The post AutoQuiz: How to Calibrate a Magnetic Flowmeter first appeared on the ISA Interchange blog site.

AutoQuiz is edited by Joel Don, ISA’s community manager.

Today’s automation industry quiz question comes from the ISA Certified Control Systems Technician (CCST) program. Certified Control System Technicians calibrate, document, troubleshoot, and repair/replace instrumentation for systems that measure and control level, temperature, pressure, flow, and other process variables. Click this link for more information about the CCST program. This question comes from the Level I study guide, Domain 3, Troubleshooting.

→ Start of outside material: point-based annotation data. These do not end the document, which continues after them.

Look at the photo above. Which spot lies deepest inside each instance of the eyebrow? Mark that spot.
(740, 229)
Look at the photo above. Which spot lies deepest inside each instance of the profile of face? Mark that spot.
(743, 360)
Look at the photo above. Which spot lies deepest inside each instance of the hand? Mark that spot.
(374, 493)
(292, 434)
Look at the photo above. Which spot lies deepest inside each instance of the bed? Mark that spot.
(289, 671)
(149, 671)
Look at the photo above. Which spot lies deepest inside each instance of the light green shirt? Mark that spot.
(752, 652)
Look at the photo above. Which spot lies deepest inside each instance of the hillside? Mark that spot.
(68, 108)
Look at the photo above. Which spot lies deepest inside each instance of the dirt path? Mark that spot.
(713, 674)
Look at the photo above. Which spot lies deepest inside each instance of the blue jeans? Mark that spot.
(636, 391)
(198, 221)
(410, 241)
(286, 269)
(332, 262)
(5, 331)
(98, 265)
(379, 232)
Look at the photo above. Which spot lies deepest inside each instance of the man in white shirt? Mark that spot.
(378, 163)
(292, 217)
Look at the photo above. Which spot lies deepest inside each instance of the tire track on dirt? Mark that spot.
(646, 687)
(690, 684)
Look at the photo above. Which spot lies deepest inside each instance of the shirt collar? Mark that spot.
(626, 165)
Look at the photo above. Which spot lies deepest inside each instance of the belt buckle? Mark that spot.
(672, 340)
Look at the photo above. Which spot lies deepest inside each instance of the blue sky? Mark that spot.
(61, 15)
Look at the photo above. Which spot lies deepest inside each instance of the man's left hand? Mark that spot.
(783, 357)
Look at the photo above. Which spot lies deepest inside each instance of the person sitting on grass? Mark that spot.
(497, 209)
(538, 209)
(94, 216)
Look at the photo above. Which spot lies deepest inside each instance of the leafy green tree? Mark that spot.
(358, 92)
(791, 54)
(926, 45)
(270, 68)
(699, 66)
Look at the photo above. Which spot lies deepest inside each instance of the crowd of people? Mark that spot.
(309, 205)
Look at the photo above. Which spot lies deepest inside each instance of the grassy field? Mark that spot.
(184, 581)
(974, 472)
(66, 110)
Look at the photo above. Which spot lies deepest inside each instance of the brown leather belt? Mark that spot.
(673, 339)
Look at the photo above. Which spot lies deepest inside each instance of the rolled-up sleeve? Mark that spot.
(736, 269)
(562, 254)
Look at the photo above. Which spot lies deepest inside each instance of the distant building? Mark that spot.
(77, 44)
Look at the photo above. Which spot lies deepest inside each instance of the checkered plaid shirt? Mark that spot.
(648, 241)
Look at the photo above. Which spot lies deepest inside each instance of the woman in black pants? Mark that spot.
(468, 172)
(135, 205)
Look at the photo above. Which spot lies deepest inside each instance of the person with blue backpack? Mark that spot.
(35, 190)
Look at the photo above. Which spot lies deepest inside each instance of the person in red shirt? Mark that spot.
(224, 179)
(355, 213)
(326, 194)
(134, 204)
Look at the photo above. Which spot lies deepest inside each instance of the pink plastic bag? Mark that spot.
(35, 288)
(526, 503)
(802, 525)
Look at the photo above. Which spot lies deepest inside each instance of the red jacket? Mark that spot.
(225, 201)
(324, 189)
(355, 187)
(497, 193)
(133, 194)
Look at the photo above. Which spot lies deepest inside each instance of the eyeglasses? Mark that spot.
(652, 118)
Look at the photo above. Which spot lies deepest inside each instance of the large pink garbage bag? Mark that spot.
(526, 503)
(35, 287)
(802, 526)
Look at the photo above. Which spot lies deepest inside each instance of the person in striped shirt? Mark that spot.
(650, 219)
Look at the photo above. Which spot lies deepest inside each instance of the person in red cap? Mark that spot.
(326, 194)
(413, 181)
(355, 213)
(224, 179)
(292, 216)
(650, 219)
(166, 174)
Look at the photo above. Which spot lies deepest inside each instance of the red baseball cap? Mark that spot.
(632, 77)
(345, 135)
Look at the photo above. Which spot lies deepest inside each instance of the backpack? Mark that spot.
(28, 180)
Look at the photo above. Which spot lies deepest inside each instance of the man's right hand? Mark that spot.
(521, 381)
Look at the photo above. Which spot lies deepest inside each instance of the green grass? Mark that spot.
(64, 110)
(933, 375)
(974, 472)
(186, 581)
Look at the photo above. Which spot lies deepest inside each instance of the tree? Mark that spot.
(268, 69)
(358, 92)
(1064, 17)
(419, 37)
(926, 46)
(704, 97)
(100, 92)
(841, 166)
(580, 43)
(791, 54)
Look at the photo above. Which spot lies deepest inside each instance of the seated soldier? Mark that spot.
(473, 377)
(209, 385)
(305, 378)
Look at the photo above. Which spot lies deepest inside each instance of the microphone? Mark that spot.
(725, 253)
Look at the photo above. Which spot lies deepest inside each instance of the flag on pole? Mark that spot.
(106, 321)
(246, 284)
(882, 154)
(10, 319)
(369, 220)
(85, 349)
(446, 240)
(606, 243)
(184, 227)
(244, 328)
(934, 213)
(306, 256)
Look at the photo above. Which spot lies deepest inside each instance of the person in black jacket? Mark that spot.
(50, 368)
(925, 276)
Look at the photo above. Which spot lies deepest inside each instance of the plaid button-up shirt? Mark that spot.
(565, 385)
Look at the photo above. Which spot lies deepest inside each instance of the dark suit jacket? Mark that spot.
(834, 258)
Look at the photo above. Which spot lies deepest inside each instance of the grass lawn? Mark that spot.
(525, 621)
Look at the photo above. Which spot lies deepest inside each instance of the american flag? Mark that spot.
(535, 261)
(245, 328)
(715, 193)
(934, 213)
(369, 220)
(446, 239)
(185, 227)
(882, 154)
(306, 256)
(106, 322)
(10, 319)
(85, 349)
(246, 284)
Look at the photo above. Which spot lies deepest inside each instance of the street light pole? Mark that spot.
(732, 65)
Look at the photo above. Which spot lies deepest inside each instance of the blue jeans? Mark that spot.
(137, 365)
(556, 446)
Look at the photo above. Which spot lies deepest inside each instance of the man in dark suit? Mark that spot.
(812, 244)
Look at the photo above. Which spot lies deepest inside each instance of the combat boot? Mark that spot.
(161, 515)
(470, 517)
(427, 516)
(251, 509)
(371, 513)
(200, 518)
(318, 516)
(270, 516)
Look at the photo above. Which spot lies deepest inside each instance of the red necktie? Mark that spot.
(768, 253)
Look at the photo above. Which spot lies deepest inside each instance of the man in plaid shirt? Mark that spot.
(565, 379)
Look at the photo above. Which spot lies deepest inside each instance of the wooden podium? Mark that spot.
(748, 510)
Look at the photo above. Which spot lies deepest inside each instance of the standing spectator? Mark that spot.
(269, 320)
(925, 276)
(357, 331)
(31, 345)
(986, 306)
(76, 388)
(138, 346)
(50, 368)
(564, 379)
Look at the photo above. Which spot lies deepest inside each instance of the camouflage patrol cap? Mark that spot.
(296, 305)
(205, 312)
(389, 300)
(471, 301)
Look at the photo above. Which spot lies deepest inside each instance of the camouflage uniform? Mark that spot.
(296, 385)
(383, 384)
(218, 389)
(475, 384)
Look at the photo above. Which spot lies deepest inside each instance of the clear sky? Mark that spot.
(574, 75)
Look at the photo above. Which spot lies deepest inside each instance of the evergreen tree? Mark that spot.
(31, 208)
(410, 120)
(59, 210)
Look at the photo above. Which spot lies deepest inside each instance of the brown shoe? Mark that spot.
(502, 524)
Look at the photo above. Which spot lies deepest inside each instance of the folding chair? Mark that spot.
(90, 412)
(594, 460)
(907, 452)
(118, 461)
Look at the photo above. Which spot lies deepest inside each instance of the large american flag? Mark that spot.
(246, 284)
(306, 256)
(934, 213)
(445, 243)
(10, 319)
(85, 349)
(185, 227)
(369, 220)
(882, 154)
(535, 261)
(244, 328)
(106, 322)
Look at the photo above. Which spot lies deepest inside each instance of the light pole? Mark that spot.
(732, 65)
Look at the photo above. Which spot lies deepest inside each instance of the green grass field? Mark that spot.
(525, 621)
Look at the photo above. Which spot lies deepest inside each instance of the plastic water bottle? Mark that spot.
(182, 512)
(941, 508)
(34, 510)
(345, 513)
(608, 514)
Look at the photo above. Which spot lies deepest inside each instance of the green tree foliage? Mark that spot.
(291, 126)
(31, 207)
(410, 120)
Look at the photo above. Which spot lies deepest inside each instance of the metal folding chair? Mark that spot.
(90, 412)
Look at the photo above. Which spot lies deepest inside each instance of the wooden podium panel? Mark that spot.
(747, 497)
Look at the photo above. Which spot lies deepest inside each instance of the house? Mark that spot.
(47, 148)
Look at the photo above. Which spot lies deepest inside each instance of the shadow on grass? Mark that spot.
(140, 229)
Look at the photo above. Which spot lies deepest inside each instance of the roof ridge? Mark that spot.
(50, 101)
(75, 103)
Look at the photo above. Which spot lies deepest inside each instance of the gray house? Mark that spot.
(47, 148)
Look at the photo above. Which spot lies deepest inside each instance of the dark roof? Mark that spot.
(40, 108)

Level I represents a professional who has a five-year total of education, training, and/or experience.

Which of the following is not necessary when zeroing or calibrating a magnetic flowmeter?

a) calibration factor for the flow tube assembly
b) flow tube full of process material
c) proper grounding
d) warm-up period for the fluid in the system
e) none of the above

Magnetic flowmeters use Faraday’s law of magnetic induction as the basis of their operation.

Magnets apply a magnetic field to a tube through which the fluid is flowing and an electric potential generates across the tube that is proportional to the velocity of the fluid flowing through the pipe.

Then, knowing the density of the fluid, the velocity of the fluid, and the cross sectional area of the pipe, the meter has enough information to calculate the mass flow rate of the fluid.

To work, this flowmeter must be on a pipe that is insulating type, so the potential that generates does not short circuit. Another requirement is the fluid that is flowing needs to be able to conduct electricity, at least to some degree so Faraday’s laws of induction can apply.

Water, for example, works as it has a sufficiently high level of conduction for the flow meter to operate.

The magnetic flowmeter is the third most common flowmeter behind differential pressure and positive displacement flowmeters.

The correct answer is D, a warm-up period for the fluid in the system is not necessary.